Regulation D, 506(b) offerings have been allowed for decades. Per Rule 506(b), sponsors can raise an unlimited amount of money for their real estate deals, as long as they have a pre-existing relationship with those investors. They are not allowed to utilize general solicitation or advertising to market their real estate securities. The upside is that under Reg. D, 506(b), sponsors can raise capital from an unlimited number of accredited investors and can also can raise capital from up to 35 non-accredited investors.
Regulation D, 506(c) is arguably what opened the door to today’s real estate private equity real estate marketplaces. Under Rule 506(c), created as part of the JOBS Act, anyone issuing securities may now utilize “general solicitation” or advertising to market their offerings to investors. Unlike Rule 506(b) offerings, these are only available to accredited investors.

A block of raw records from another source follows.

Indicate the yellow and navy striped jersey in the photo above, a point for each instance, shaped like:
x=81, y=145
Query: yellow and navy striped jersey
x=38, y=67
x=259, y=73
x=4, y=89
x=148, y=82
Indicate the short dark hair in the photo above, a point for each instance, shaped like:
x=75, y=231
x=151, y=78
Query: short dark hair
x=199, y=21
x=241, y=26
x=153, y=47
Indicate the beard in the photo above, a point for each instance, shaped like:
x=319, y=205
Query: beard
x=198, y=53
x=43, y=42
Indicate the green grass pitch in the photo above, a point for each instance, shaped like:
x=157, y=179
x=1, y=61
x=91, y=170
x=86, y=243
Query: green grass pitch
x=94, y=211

It is a common misconception that 506(c) – which is what sponsors are increasingly utilizing to raise money for their syndications because of the marketing options now available to them – is what sparked the advent of online real estate “crowdfunding.” In reality, all that 506(c) did was remove the requirement that sponsors have a pre-existing relationship with their investors. Now, sponsors can solicit investment from any accredited investor using an array of marketing and advertising techniques.
Therefore, it is more accurate to think of websites like CrowdStreet, RealtyMogul, RealCrowd and EquityMultiple as private equity real estate digital marketing and ecommerce platforms that help sponsors advertise their real estate syndications as they look to procure capital for their deals and gain committed funds from qualified investors. True “crowdfunding” platforms are subject to an entirely different set of SEC regulations (see Regulation CF Crowdfunding, below).
Regulation A+ Crowdfunding
Another way for real estate sponsors to raise capital is through Regulation A of the Securities Act. Any company selling securities under Reg. A is required to file their offering with the SEC for review, just as any major company would do when filing an IPO. Of course, this process is burdensome, especially for the size and scale of most real estate deals.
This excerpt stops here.